プロレス写真記者の眼BACK NUMBER
46年目の新日本プロレスの近未来。
オカダとタイガーマスクWの遭遇。
text by
原悦生Essei Hara
photograph byEssei Hara
posted2017/03/08 17:30
タイガーマスクWにレインメーカーを見舞うオカダ。2人の濃厚なレスリングは大田区体育館の観客の目をくぎ付けにした。
佐山に長州、闘魂三銃士、棚橋と中邑、そしてオカダ。
それから。
タイガー・ジェット・シンの戦慄。
猪木とストロング小林、大木金太郎らとの殺伐とした戦い。モハメド・アリ。
佐山聡のタイガーマスク。IWGP。長州力という嵐。
武藤敬司、蝶野正洋、橋本真也。
両国国技館7連戦。ドーム・ツアー。
時代の流れの中で、新日本プロレスは爆発したり、沈みかけたりした。試行錯誤を繰り返し、生き残って今日に至った。今思えば、爆発的なブームは狂乱的だった。
棚橋弘至。中邑真輔。
そして、もう一人、オカダ・カズチカ。
たぶん、猪木と彼らをつなぐものはほとんどない。猪木は「もう棚橋くらいしか知らないなあ」という。中邑のヒザでのフィニッシュ、ボマイェ=キンシャサがアリ経由でつないでいると言えばいえる。
真夏の上野毛の道場は過酷な灼熱地獄だった。
でも、もし、過去と現在をつないでいるものがあるとしたら、上野毛の道場だけだろう。
かつて猪木が住んでいた場所。そこに真っ先に建てられた道場では多くのレスラーが汗を流してきた。真夏の道場は過酷な灼熱地獄だった。スクワットを続けると足元の床には、汗の水たまりができた。逆に誰もいなくなった深夜の道場は、暗闇と孤独な静けさが心を落ち着かせてくれた。好んで夜に道場に通うレスラーもいた。
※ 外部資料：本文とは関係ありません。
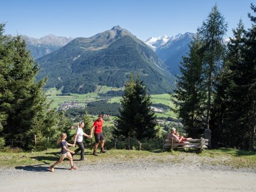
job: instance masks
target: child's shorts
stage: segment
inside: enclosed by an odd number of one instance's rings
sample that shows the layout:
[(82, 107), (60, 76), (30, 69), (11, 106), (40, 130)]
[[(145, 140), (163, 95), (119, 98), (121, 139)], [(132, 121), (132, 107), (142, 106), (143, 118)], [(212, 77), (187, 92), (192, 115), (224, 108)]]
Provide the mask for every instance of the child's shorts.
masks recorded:
[(67, 152), (66, 153), (60, 154), (60, 157), (66, 158), (67, 158), (68, 153), (70, 153), (70, 152)]

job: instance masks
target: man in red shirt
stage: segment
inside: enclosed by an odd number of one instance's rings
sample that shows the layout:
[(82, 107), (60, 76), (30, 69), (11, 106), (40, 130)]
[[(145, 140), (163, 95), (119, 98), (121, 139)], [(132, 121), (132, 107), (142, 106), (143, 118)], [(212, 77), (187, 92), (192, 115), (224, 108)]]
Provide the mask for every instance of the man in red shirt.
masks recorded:
[(101, 153), (105, 153), (106, 152), (104, 150), (103, 147), (104, 147), (105, 143), (105, 137), (102, 133), (102, 125), (103, 125), (103, 115), (100, 114), (98, 116), (98, 119), (95, 121), (93, 124), (93, 127), (91, 129), (91, 135), (90, 137), (93, 137), (93, 132), (94, 132), (95, 137), (95, 145), (93, 147), (93, 155), (95, 156), (98, 156), (97, 152), (97, 149), (98, 148), (98, 145), (99, 143), (101, 143)]

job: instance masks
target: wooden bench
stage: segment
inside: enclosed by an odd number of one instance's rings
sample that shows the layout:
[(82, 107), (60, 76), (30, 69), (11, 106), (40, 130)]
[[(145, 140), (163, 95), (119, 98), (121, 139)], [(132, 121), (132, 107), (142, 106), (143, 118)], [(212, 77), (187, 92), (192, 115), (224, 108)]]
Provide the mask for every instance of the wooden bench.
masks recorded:
[(200, 152), (202, 151), (203, 149), (207, 148), (208, 145), (208, 139), (205, 139), (202, 137), (201, 139), (194, 139), (187, 140), (188, 143), (175, 143), (173, 141), (173, 138), (171, 140), (166, 140), (165, 144), (163, 145), (164, 149), (180, 149), (180, 148), (198, 148), (200, 149)]

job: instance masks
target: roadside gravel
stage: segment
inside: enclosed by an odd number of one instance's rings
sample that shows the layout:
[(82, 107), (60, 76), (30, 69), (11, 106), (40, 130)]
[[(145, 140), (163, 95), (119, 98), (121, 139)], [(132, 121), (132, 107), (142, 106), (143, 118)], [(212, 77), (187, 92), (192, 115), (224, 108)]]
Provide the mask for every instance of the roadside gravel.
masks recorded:
[(54, 173), (45, 164), (5, 168), (0, 172), (0, 191), (256, 191), (255, 170), (214, 166), (205, 157), (184, 158), (179, 156), (177, 162), (172, 155), (161, 163), (147, 158), (75, 161), (78, 170), (71, 171), (63, 163)]

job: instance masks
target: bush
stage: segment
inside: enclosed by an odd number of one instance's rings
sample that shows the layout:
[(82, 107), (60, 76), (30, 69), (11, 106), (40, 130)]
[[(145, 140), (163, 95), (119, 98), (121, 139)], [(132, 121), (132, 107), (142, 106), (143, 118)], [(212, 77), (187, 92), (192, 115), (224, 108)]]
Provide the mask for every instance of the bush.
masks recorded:
[(5, 145), (5, 140), (3, 137), (0, 137), (0, 149), (3, 148)]
[(125, 139), (124, 141), (120, 139), (112, 140), (106, 143), (105, 147), (108, 149), (116, 148), (117, 149), (145, 150), (153, 151), (161, 149), (163, 147), (163, 140), (162, 139), (152, 139), (148, 140), (139, 141), (135, 138)]

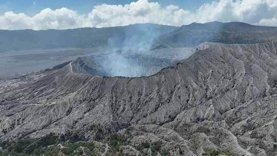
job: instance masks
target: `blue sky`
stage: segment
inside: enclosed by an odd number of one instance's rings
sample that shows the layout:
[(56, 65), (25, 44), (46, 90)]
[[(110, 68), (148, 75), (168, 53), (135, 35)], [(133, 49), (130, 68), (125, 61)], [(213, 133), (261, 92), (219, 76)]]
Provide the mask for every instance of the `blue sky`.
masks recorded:
[[(136, 1), (131, 0), (0, 0), (0, 14), (7, 11), (14, 13), (24, 13), (29, 16), (33, 16), (42, 9), (49, 8), (55, 9), (66, 7), (80, 14), (84, 14), (91, 11), (93, 7), (101, 4), (119, 5), (129, 4)], [(149, 0), (157, 2), (163, 6), (169, 5), (179, 6), (187, 10), (197, 9), (202, 4), (210, 3), (211, 0)]]

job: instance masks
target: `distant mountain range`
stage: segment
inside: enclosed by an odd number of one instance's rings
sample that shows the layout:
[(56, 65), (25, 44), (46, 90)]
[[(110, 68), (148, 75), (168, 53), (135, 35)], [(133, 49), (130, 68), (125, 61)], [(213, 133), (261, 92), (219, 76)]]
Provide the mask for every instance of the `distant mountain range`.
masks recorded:
[(277, 39), (277, 27), (240, 22), (192, 23), (162, 35), (152, 48), (195, 46), (204, 42), (254, 44)]
[[(62, 48), (133, 46), (152, 49), (195, 46), (204, 42), (254, 44), (277, 39), (277, 28), (219, 22), (181, 27), (152, 24), (103, 28), (34, 31), (0, 30), (0, 52)], [(155, 40), (155, 42), (153, 42)]]
[(124, 45), (124, 42), (130, 40), (136, 43), (141, 40), (150, 42), (154, 37), (178, 28), (173, 26), (145, 24), (63, 30), (0, 30), (0, 52), (121, 46)]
時は2017年3月6日。場所は大田区総合体育館。オカダ・カズチカvs.タイガーマスクW。新日本プロレスが旗揚げ45周年記念試合として用意したカードだ。いや、IWGP王者オカダがタイガーマスクWを指名する形で実現したと言った方が正しい。
「現実を見せる」とオカダは5日前に後楽園ホールの観客に約束した。